There are still people in my life who don’t want to see that I was abused. There’s a pause, a space where there’s still a sense that I’m making a fuss, that I should really have got over it by now.
How do you get over someone who tried to erase your sense of self by just ‘getting on with it’? This is part of the cycle of diminishing the power of the abuser and victim-blaming the survivor. She is not ‘weak’ - she is just not superfuckinghuman. She is having a normal reaction to someone consistently battering away at her grounding, her gut, her intuition and relationships. That she still loves and works and feeds her children and pays the bills IS her being a superwoman. We need to recontextualize how society talks about power and money in relationships and how we respond to women (it is mostly women) who discuss their experiences of abuse.

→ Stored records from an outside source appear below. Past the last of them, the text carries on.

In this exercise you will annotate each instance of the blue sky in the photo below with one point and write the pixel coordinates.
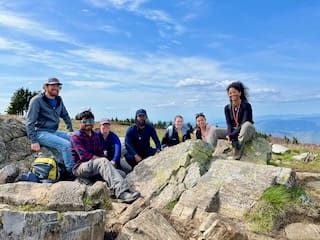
(169, 57)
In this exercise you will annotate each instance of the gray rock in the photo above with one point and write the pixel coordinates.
(62, 196)
(44, 225)
(304, 157)
(149, 225)
(230, 188)
(165, 167)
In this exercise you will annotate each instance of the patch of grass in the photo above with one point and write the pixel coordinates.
(170, 205)
(266, 215)
(286, 159)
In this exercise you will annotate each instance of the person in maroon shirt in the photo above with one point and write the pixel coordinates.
(89, 160)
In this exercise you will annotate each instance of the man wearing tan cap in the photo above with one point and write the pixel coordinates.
(43, 117)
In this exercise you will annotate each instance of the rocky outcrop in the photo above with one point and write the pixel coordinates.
(51, 224)
(189, 191)
(230, 188)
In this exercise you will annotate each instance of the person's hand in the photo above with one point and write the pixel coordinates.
(35, 147)
(137, 158)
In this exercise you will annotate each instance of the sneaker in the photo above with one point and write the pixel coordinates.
(237, 153)
(128, 197)
(236, 144)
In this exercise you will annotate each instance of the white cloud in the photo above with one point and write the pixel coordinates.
(167, 104)
(164, 21)
(191, 82)
(106, 57)
(6, 44)
(32, 28)
(91, 84)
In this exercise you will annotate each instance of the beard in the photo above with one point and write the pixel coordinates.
(141, 123)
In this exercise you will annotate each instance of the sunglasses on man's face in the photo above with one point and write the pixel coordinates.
(87, 121)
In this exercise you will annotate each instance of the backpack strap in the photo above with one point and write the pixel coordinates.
(170, 131)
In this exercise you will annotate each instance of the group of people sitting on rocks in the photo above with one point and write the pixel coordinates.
(89, 153)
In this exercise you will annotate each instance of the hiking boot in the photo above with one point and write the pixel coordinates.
(238, 152)
(128, 196)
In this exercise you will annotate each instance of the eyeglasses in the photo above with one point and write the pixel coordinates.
(55, 85)
(87, 121)
(199, 115)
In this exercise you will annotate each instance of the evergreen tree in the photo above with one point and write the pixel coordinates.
(20, 101)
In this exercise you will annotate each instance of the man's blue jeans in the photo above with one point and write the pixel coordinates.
(60, 141)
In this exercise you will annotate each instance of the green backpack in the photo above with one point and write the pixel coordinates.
(46, 169)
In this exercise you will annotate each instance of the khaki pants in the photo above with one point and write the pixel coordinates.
(247, 132)
(103, 168)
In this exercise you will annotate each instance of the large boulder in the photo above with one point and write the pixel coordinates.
(230, 188)
(163, 177)
(62, 196)
(44, 225)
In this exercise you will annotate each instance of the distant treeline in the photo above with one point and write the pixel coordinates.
(159, 124)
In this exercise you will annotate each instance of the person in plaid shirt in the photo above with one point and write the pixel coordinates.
(89, 160)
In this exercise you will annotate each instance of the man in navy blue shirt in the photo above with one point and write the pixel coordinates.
(111, 142)
(137, 139)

To manage my scramble and sorrow, I press play on a warm-up video. Pulled on my too-light boxing gloves and moved through the first routine, cross punches and elbow strikes. And as I cross-punched I thought of Jay. Of “Oh, Annabelle, come on you know I love you” and I thought of his dad and his mom, how his dad was so fucking fed up of me being in his house and him mom teaching me the one exact way to wipe down the kitchen counters after the end of the day (rubber gloves, scalding hot water, soda crystals on a clean cotton cloth). Her skivvy, her willing servant.
And they came, the tears. Twenty years of tears. Hot, ugly, snotty, body curling tears. I emailed my clients, pulled on my pyjamas and found ‘Jane Eyre’. I promised myself to honour the girl who knew Jane’s power lay not in ceding to Mrs Reed or Brocklehurst or Rochester, but to trusting her innate sense of justice and rage:
“Something of vengeance I had tasted for the first time; as aromatic wine it seemed, on swallowing, warm and racy: its after-flavour, metallic and corroding, gave me a sensation as if I had been poisoned”.
Jane is forever changed by naming Mrs Reed’s abuse. She begins her long journey to freedom. For me, kickboxing is where it comes out. I allow myself the rage of my injustice. And I hope I help some of you to see and feel yours, too.
I see you. You are a fucking warrior. I am here for you.